Sosyal Hizmet Uzmanı KPSS Hangi Puan Türü? Kutsal Puan Avı Başlasın!
Selam sevgili forumdaşlar,
Bugün sizlerle ülkemizin en stratejik, en sabır gerektiren, en kahve tüketimli konusuna dalıyoruz: Sosyal Hizmet Uzmanı KPSS hangi puan türüyle atanır?
Ama korkmayın, bu sadece bir “puan türü” yazısı değil. Bu, hem mizahın hem umudun hem de biraz göz altı morluklarının hikâyesi. Çünkü sosyal hizmet uzmanı olmak, sadece bir meslek değil, duygusal zekânın devlete dilekçeyle tescillenmiş hâlidir.
Hazırsanız, KPSS dünyasının puan ormanlarında, ÖSYM haritasıyla yön bulmaya çalışan kahramanların macerasına hoş geldiniz.
---
KPSS Ormanına Giriş: P3, P121, P100… ve P-Nerede-Benim-Kahvem!
Kıymetli forum ahalisi,
Öncelikle net konuşalım: Sosyal hizmet uzmanları için atamalarda genellikle kullanılan puan türü KPSS-P3’tür.
Yani lisans mezunları arasında yapılan Genel Yetenek + Genel Kültür sınavının puanı.
Evet, yanlış duymadınız. O sabah 9.45’te girilen, Türkçe sorularında "acaba fiilimsi mi bu?" diye tartıştığınız, matematikte "x burada neden var?" diye sorguladığınız sınav.
İşte o sınav, kaderin ta kendisi.
Ama işin ironik tarafı şu:
Boz ayı ile kutup ayısı bile karşılaştığında hangisi daha büyük diye tartışırken, KPSS’de herkes “Benim puan türüm neden bu kadar küçük çıktı?” diye yakınıyor.
---
Erkeklerin Stratejik KPSS Yaklaşımı: “Kardeşim, Bir Planım Var”
Erkek adaylarımız bu süreçte genelde savaş taktiğiyle ilerliyor:
- Önce tabloyu çıkarıyorlar: “Bak kardeşim, burada 87 alan atanmış, 85’le ucu ucuna girmiş.”
- Sonra Excel dosyası açılıyor. “Tamam, ben her gün 200 soru çözersem 90’ı görürüm.”
- Ardından kahve hazırlanıyor, motivasyon playlist’i açılıyor.
- 10 dakika sonra: “Neyse ya, bugün pazar. Pazartesi başlarım.”
Forumda o erkek enerjisini hissedersiniz:
“Arkadaşlar, ben geçen sene 87 aldım, ama tercih yapmadım çünkü stratejik davrandım.”
Evet, o cümledeki özgüvenle apartman yönetimine aday olsanız oybirliğiyle seçilirsiniz.
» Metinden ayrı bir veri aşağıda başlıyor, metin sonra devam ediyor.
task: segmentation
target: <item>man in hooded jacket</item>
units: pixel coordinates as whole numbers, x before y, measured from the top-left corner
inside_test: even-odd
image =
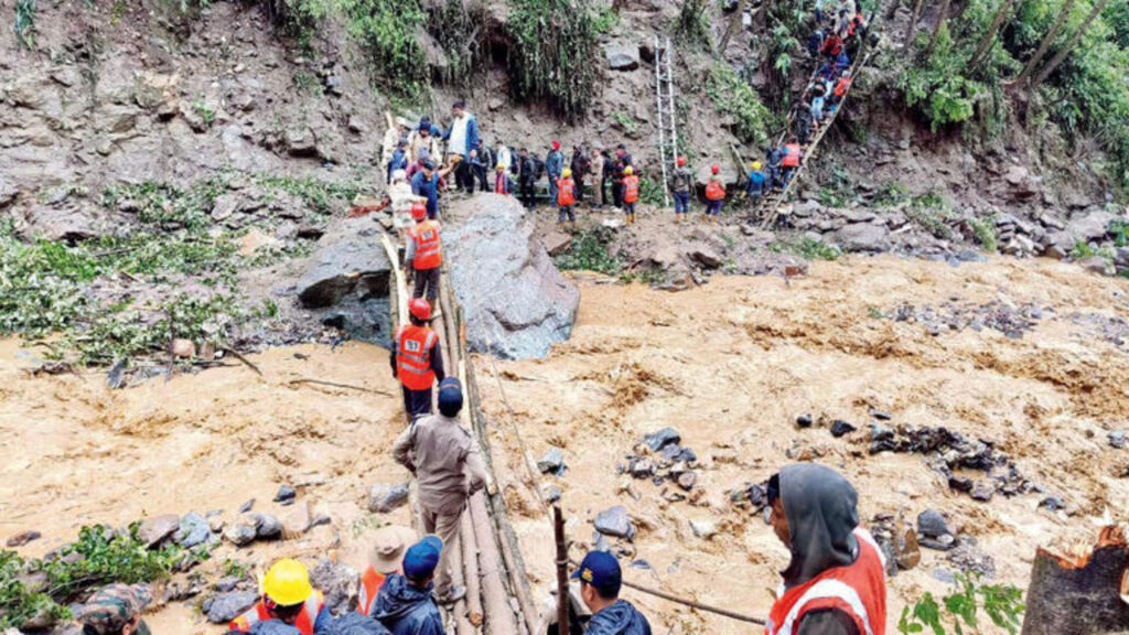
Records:
[[[788,466],[769,479],[770,522],[791,559],[768,635],[885,635],[885,557],[858,527],[858,494],[834,470]]]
Ama hakkını yemeyelim, erkek adaylar işin sistem kısmını iyi çözüyor. Puan türü, kontenjan, atama oranı derken bir Excel mucizesine dönüşüyorlar.
Sadece arada empati eksikliği oluyor; çünkü “puan” diyorlar, “duygu” değil.
---
Kadınların Empatik KPSS Yaklaşımı: “Sen de Mi Çözemiyorsun Matematiği?”
Kadın adaylar ise bu süreçte bambaşka bir evren yaratıyor:
Bir yanda test kitapları, diğer yanda moral destek grupları.
WhatsApp gruplarının adı genelde “Birlikte 90+”, “El Ele Atanacağız” ya da “KPSS Kız Kardeşliği” oluyor.
Birisi “Bugün deneme çok kötü geçti” yazınca, diğerleri hemen sarılıyor (emojiyle tabii):
“Üzülme canım, denemeler kötü geçer ama gerçek sınavda parlayacaksın!”
“Senin içinde ışık var, ÖSYM bile farkında değil henüz.”
“Sana kahve yaptım gibi hisset, derin nefes al.”
Yani kadınlar bu işi sadece bilgiyle değil, duygusal destekle yürütüyorlar.
Ve bir noktada, puan türü tartışmasından çıkıp “Arkadaşlar, başarıdan daha önemli olan kendimizi sevmek!” konusuna geçiliyor.
---
KPSS ve Sosyal Hizmet: Duygularla Matematiği Barıştırmak
Sosyal hizmet mesleği öyle bir alan ki, içinde hem istatistik var hem de gözyaşı.
Yani hem bir insanın hayatına dokunuyorsunuz, hem de atanmak için birkaç net daha fazla yapmak zorundasınız.
Bir sosyal hizmet uzmanı adayı, KPSS sürecinde aslında kendi alanını da yaşar:
- Yorgun bir arkadaşını motive eder.
- “Sende tükenmişlik sendromu var galiba” der.
- Kahve molasında kendini farkındalık çalışması yaparken bulur.
Ve sonunda, “Ben bu puanı alırsam, sadece atanmayacağım; toplumu da onaracağım!” diye kendini motive eder.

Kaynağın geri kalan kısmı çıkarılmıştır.